Sojka: Miałem ciąg kokainowy
Stanisław Sojka (50 l.) to jeden z niewielu świetnych artystów w naszym kraju. Sam komponuje i pisze teksty piosenek. Niestety, w przeszłości zdarzało mu się korzystać z chemicznych wspomagaczy.
Kilka tygodni temu Elżbieta Zapendowska w jednym z wywiadów stwierdziła, że uwielbia Staszka, mimo tego że "jest czasem zapluty, spocony, czy zdarza mu się być pijanym albo naćpanym, bo i taki koncert widziała".
Dwa lata temu w tygodniku "Wprost" ukazał się artykuł, w którym znany diler, Konrad Ł., zdradził, kto spośród gwiazd show-biznesu "bierze". W zestawieniu pojawiło się nazwisko Sojki. "Ja jeździłem do niego albo on do mnie" - mówił.
Artysta nie ukrywa, że miał problemy z narkotykami. W jednym z wywiadów wyznał otwarcie, że ćpał:
"Kiedy mieszkałem na Zachodzie, miałem roczny ciąg kokainowy. Pomógł mi rozum i to, że w Polsce nie było dostępu do kokainy" - mówił w wywiadzie dla "Dziennika".
Muzyk przyznał, że w pewnym momencie odbiła mu również "sodówka". Czuł się "świetny, genialny, nietykalny".
"Wszyscy, ale dokładnie wszyscy, traktowali mnie jak bożka. Odbijała mi władza, jaką miałem nad ludźmi. To było absolutne świrowanie, poczucie, że jestem panem. Znał mnie generał i policjant, lekarz i babcia klozetowa".
Dzisiaj uśmiecha się, kiedy wspomina dawne czasy.

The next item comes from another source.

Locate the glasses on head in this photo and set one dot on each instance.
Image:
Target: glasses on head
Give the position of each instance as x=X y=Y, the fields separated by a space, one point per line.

Jego związku z kobietami również były burzliwe. Jak pisze "Na żywo", artysta przed laty zostawił Iwonę, matkę swoich dzieci, i odszedł do aktorki Grażyny Treli. Dzisiaj bardzo tego żałuje.
"To wspaniała kobieta. Mimo że zdrada męża była dla niej ciosem, nigdy nie nastawiała wrogo dzieciaków do ojca. Dziś Staszek i Iwona wciąż są sobie bliscy i mimo rozwodu przyjaźnią się" - mówi bliski znajomy muzyka w rozmowie z pismem, i dodaje, że wokalista wówczas "nie był sobą".
"Powtarzaliśmy, że ma wspaniałą żonę, kochającą rodzinę. Przytakiwał i robił swoje. Kiedy rozstał się z Grażyną, długo lizał rany, przez kilka lat był sam...".
Od dziesięciu lat jego partnerką jest Ewa. Przyjaźnią się z nią również synowie muzyka.
"Wyjątkowa kobieta, dama. Ktoś, z kim mogę porozmawiać o wszystkim i o niczym. Albo pomilczeć" - opowiada Sojka.